Ereğli’nin eklemlendiği endüstri coğrafyası, çok daha erken dönemlerden başlayarak 1930’lu yıllara gelindiğinde kömür yataklarının işlendiği, demir çelik fabrikasının, elektrik santrallerinin ve liman faaliyetlerinin bulunduğu dönüşüm içindeki Zonguldak ve Karabük gibi kentleri barındıran bir bölgedir. Bu yatırımlar yoğun işgücü göçüyle birlikte kentlerin nüfusunun ani yükselmesine ve muazzam bir konut açığına yol açmıştır. Yapılan sanayi yatırımlarının yarattığı barınma sorunu devletin önceliğine alınsa da, Zonguldak’ta Seyfi Arkan tarafından tasarlanan sosyal konut projelerinin tamamı dahi hayata geçirilememiştir.8 Ereğli’de 1961’de istimlak ve hafriyat çalışmalarına başlanan demir çelik fabrikasının yapım sürecindeki işgücü ihtiyacı ise henüz imar planı yapılmamış kentin konut piyasasının hızla dönüşmesine yol açmıştır. Bu süreçteki konut açığı, kent sakinlerinin ve tüccarların kısa vadeli işgücü göçüne karşılık buldukları geçici/ pratik çözümleriyle inşaat sektörünün hareketlenmesine yol açmıştır. Kente akın eden teknisyen, kalifiye işçi, tüccar ve mühendislere mevcut evlerin bodrum katlarının tadil edilerek fahiş fiyatlara kiralanmasına; parklarda gecelemenin ve kahvehanelerin “tampon mekanizma” olarak yeniden işlevlenmesine sebep olmuştur.9
1960’lar Türkiyesi’nin çalkantılı politik ve toplumsal iklimi bir anlamda göçle artan kent nüfusunun ve dönüşen kentlerin konut sorununa bulduğu gecekondu çözümüyle henüz yeni yeni tanışmakta; enformel konut üretimini kullanım değeri üzerinden değerlendiren devlet, izinsiz arazi kullanımına ve yetersiz altyapıya rağmen konut yapımına göz yummaktadır. Sosyal konutu bir gereklilik olarak görmek verimliliği ve kârlılığı devamlı yükseltme eğiliminde olan kapitalizmin ürettiği çelişkilerden biridir. Ortalama emek-zaman değerlerini 19501960 arasında, kent nüfusunun %60 artmasıyla oldukça düşüren göç olgusu, gecekondu üretimini tetikleyerek, kentleşme dinamiklerini 1950’lere kadar ağırlıkla örgütleyen ve denetleyen devletin, sosyal konut üretimini önce kontrollü olarak apartmanlaşma ve kooperatiflere, ardından yap-satçı küçük sermayeye terk etmesiyle sonuçlanmıştır.10 Tüm nicelikler dahilinde konut üretiminde beton prefabrikasyon, kısıtlı sektörel girişimcilik ve malzeme çeşitliliğindeki Türkiye’de ilk örneğini, kitlesel barınma sorununun çözümü yerine nitelikli memur evleri olarak ancak 1964’te verebilmiştir.

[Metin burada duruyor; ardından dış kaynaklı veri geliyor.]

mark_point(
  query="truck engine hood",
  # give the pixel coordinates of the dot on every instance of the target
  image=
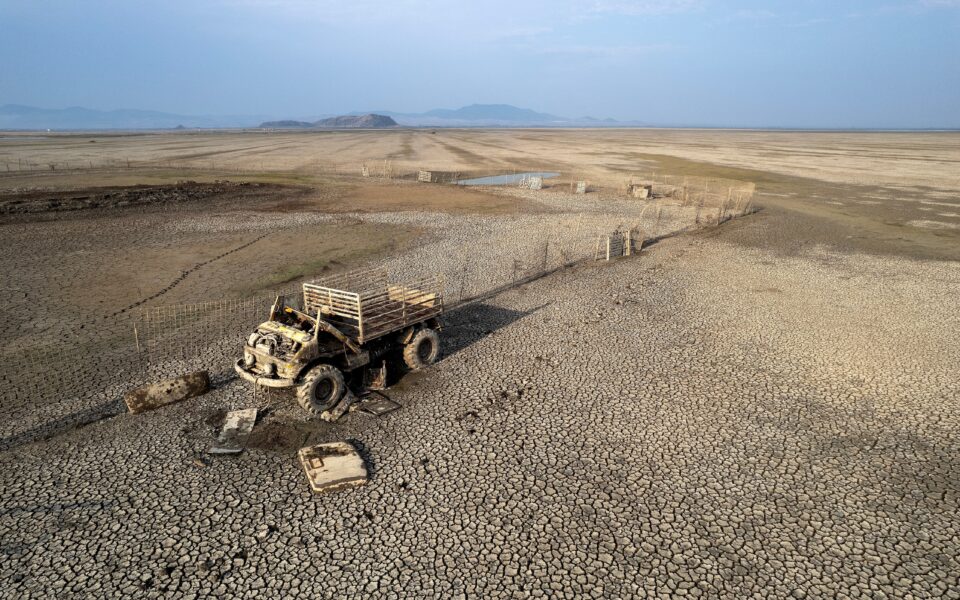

ereğli demir çelik fabrikası lojmanları ve lps
Ülke gündemini oldukça meşgul eden demir çelik fabrikası yatırımının çalışanları için işçi konutları ve yerleşkelerin yapılaşma çalışmaları ve projelendirme süreci ulusal mimari bir yarışma açılmasıyla 1962’de başlatılmıştır.11 1960’ların mimarlık faaliyetlerinde yarışmaların oldukça önemli olduğunu ve bu dönemde özellikle büyük kentlerdeki kentsel / toplumsal hafıza yıkımının, yoğun imar faaliyetleri ekseninde gerçekleştiğini hatırlamakta fayda var. Aynı şekilde serbest mimarların ve ofislerin bu yarışmalar vasıtasıyla çalışmalarını gerçekleştirebildiğini ve uluslararası eğilimlerin yine bu yarışmalar tarafından özendirildiğini söyleyebiliriz. Vedat Özsan, Yılmaz Tuncer, Güner Acar, Yılmaz Sanlı tarafından prefabrik yapım ilkeleri benimsenerek tasarlanan Türkiye’nin ilk prefabrik kentsel ölçekli yapılaşma örneği olan Ereğli Demir Çelik Lojmanları; “... manzaraya açık yerleşimin etap etap üretilebilirliği, çevre bağlantılarının, yaya ve araç ulaşılabilirliğinin iyi çözülmesi, ekonomik eleman tipleşmesi, prefabrikasyona rağmen farklı yükseklikteki yapılarla monotonluğun önlenmesi” yorumuyla jüri tarafından başarılı olarak nitelendirilmiş ve projenin uygulanması uygun görülmüştür. 12 Bu planlamanın yarışmayla yapılması, mimarları prefabrikasyon kullanımında tek tip konut üretimi yerine farklı tipolojiler araştırmaya itmiştir. Jürinin farklı görevlerdeki kullanıcılar için değişik boyutlarda olmasını öngördüğü tip konutlar, aynı sistemle üretilmesine rağmen monotonluktan uzak olmasıyla prefabrik yapım yönteminin alternatif bir yorumudur. Aynı şekilde yarışmaya katılan diğer projeler de LPS sistemle nitelikli konut planlaması çalışmalarına çeşitli örnekler vermişlerdir. Ereğli Demir Çelik Lojmanları, bu anlamda endüstri kentine dönüşen bir sahil kasabasının, Fordist üretim modelini konut sunumuna aktarmasının özgün bir örneği olarak görülebilir.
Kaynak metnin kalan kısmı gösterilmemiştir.